By: Diane Ring
Today the 9th Circuit weighed in on the validity of a Seattle ordinance that requires businesses contracting with taxi-drivers, for-hire transportation companies, and “transportation network companies” to bargain with drivers if a majority of drivers seek such representation. The legislation, which effectively enables Uber and Lyft drivers to unionize, drew objections from Uber, Lyft and the Chamber of Commerce— which sued the City of Seattle. In an August 2017 post, I reviewed the ruling of the U.S. District Court for the Western District of Washington, which concluded that the Seattle ordinance was an appropriate exercise of the city’s authority and did not violate the Sherman Act (because of state action immunity) and was not preempted by the National Labor Relations Act (NLRA). So what did the 9th Circuit say?
The 9th Circuit affirmed the District Court ruling in part, and reversed in part. Specifically, the Court of Appeals affirmed the District Court determination that the ordinance was not preempted by the NLRA. But the 9th Circuit rejected the District Court conclusion that the Seattle ordinance satisfied the requirement for state action immunity. Thus, the 9th Circuit remanded the federal antitrust claims to the District Court. What this means is that the status of the Seattle ordinance remains uncertain, as we now await the District Court’s return to the case. Importantly, the 9th Circuit’s grounds for reversal do not dictate a specific conclusion by the District Court. The 9th Circuit has simply forced the District Court to address the antitrust claims head on, rather than rely on state action immunity to conclude that the ordinance was exempt from preemption by the Sherman Act.
What does the Seattle case say more broadly about debates in the sharing economy over worker status as employee v. independent contractor, and correspondingly the benefits and burdens of workers’ across multiple tax and regulatory regimes? Recall that the Seattle legislation did not seek to classify workers (nor did the 9th Circuit or the District Court). Rather, the legislation was viewed by some as a mechanism by which a local government could bypass ongoing legal, policy, and contractual debates about the proper status of workers and simply grant certain benefits (here, de facto unionization) to workers. At the time, this legal move was hailed in some quarters as a role model of local problem solving. Relatedly, it was consistent with an incremental approach to reform that my co-author Shu-Yi Oei and I had advocated as a way to take the steam out of the bigger worker classification contest. But ongoing litigation over the Seattle ordinance demonstrates that even this kind of local self-help faces significant hurdles.

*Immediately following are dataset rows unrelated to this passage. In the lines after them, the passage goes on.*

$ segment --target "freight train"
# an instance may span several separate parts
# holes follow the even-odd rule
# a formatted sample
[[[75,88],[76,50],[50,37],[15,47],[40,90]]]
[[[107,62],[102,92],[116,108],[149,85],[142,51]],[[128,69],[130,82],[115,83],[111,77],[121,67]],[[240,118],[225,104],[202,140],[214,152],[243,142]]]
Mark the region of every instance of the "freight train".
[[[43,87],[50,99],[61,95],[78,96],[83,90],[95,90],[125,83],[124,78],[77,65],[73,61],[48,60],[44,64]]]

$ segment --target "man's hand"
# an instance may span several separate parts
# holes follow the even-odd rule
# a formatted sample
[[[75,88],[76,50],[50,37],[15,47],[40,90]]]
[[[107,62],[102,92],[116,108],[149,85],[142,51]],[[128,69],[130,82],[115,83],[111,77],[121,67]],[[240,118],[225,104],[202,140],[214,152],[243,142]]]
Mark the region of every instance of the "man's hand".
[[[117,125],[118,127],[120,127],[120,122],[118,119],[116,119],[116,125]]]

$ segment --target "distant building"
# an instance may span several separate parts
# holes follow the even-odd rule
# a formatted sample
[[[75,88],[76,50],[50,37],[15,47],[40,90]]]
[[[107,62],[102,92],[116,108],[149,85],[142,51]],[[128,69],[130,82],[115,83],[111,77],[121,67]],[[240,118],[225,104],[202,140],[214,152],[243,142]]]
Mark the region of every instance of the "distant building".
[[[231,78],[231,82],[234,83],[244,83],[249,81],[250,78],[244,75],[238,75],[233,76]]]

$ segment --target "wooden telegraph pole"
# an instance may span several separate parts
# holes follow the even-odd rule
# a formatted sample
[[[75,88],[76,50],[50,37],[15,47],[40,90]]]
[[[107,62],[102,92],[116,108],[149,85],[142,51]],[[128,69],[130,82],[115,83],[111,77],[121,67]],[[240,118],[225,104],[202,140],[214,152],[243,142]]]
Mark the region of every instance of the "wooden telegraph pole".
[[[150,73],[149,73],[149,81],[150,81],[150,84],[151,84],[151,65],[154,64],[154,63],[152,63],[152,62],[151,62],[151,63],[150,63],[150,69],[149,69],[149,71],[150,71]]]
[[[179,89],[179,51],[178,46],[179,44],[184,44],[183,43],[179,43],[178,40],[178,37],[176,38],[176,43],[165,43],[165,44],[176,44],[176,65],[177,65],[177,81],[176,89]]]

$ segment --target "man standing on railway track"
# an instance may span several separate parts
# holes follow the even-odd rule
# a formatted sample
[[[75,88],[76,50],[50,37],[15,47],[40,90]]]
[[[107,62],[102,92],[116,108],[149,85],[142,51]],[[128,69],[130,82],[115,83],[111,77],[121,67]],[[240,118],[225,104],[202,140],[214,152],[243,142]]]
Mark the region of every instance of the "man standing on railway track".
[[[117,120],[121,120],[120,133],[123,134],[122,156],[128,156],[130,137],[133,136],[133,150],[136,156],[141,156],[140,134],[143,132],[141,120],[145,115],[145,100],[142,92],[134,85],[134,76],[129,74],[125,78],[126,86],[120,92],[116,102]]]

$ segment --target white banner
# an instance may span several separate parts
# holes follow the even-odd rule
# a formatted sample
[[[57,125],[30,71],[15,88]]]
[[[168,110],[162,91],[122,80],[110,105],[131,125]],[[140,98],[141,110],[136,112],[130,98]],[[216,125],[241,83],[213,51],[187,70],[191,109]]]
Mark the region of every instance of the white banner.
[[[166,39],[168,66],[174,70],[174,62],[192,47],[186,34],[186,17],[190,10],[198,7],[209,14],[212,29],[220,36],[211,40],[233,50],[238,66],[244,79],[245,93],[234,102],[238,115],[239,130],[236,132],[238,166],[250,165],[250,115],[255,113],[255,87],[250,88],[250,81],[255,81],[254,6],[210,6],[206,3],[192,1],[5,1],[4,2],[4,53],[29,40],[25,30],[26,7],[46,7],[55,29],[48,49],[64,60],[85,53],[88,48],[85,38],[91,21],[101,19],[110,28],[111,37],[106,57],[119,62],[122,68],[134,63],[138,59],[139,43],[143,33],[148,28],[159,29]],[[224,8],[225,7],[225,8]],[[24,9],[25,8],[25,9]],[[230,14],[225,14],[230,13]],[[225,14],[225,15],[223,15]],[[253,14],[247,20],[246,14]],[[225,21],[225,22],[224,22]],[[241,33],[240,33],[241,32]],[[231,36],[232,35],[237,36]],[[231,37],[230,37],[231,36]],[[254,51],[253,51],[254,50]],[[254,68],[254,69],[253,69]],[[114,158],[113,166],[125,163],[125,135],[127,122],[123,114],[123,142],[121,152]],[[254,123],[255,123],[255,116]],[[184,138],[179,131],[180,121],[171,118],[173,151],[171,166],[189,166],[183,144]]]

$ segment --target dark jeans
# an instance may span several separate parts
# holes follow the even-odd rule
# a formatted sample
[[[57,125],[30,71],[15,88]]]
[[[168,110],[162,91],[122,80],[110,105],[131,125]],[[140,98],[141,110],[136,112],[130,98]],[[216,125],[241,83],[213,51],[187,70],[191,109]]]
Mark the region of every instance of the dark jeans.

Ultimately, the City of Seattle may prevail — but if it does, it will have taken several years and multiple court decisions.
Perhaps the lesson here is that the battle over gig economy worker classification (driven by competing views among workers, platforms, policy makers and others) cannot be avoided by legislation that directly allocates benefits and burdens and bypasses fundamental classification questions. The existing classification battle will simply reconstitute itself as a challenge to the substantive benefits and burdens legislation, and the debate will carry on.